Floquet Ports for a Dielectric Grating
The files for this example can be found in the examples/dielectric_grating/ directory of the Palace source code.
This example demonstrates the use of Floquet port boundary conditions for computing diffraction efficiencies (S-parameters) of a 3D periodic dielectric grating. A TE-polarized plane wave is incident at 30° oblique incidence on a unit cell containing a dielectric bar, and the reflected and transmitted power in each diffraction order is computed over a frequency sweep.
The computational domain is a single unit cell of a doubly-periodic structure with periods $a = 4\text{ cm}$ in x and $b = 1\text{ cm}$ in y. The total domain height is $2L = 8\text{ cm}$ in z. A dielectric bar ($\varepsilon_r = 7$) of dimensions $2 \times 0.5 \times 0.5\text{ cm}$ is centered at the origin, surrounded by vacuum ($\varepsilon_r = 1$). Floquet port boundaries are placed at $z = \pm 4\text{ cm}$ and periodic boundary conditions with a Bloch phase shift are applied on the x and y faces. The Floquet wave vector $\bm{k}_F = (0, 1.0479, 0)\text{ cm}^{-1}$ at the reference frequency of $10\text{ GHz}$ corresponds to 30° oblique incidence, and scales linearly with frequency to maintain a constant incidence angle across the sweep.
The unit cell geometry is shown below. The translucent blue volume is vacuum ($\varepsilon_r = 1$), and the orange volume is the dielectric bar ($\varepsilon_r = 7$).
The domain is discretized with a structured hexahedral mesh generated by mesh/mesh.jl using Gmsh. A second-order finite element approximation ($p = 2$) is used for the solution. Two configuration files are provided:
dielectric_grating_uniform.json: Uniform sweep from 2 to 12 GHz with $\Delta f = 2.0\text{ GHz}$ (6 frequency points).dielectric_grating_adaptive.json: Adaptive fast frequency sweep from 2 to 12 GHz with initial step $\Delta f = 0.05\text{ GHz}$ and tolerance $10^{-3}$.
The S-parameter magnitudes from the uniform (markers) and adaptive (lines) sweeps are shown below:
The adaptive sweep captures the sharp spectral features with high fidelity while using only a modest number of frequency samples, and agrees well with the uniform sweep results.

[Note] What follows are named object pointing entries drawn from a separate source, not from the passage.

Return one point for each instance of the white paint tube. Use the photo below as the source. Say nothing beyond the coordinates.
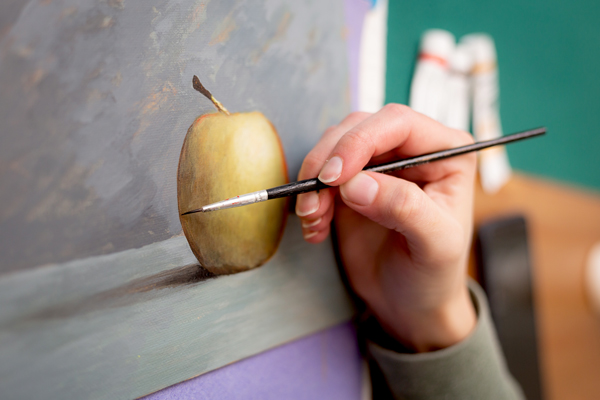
(371, 68)
(458, 111)
(592, 278)
(428, 91)
(494, 167)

Below the Rayleigh anomaly at 8.66 GHz (dashed line), only the specular (0,0)TE mode carries power — the grating behaves as a partially reflecting dielectric slab. Above 8.66 GHz, the first-order (±1,0) diffraction modes become propagating and appear as additional reflection and transmission channels. Near the Rayleigh anomaly, a sharp Fano resonance appears around 8.3 GHz: the incident wave couples to a leaky guided mode of the dielectric slab, producing a characteristic asymmetric lineshape with a sharp reflection peak and transmission dip.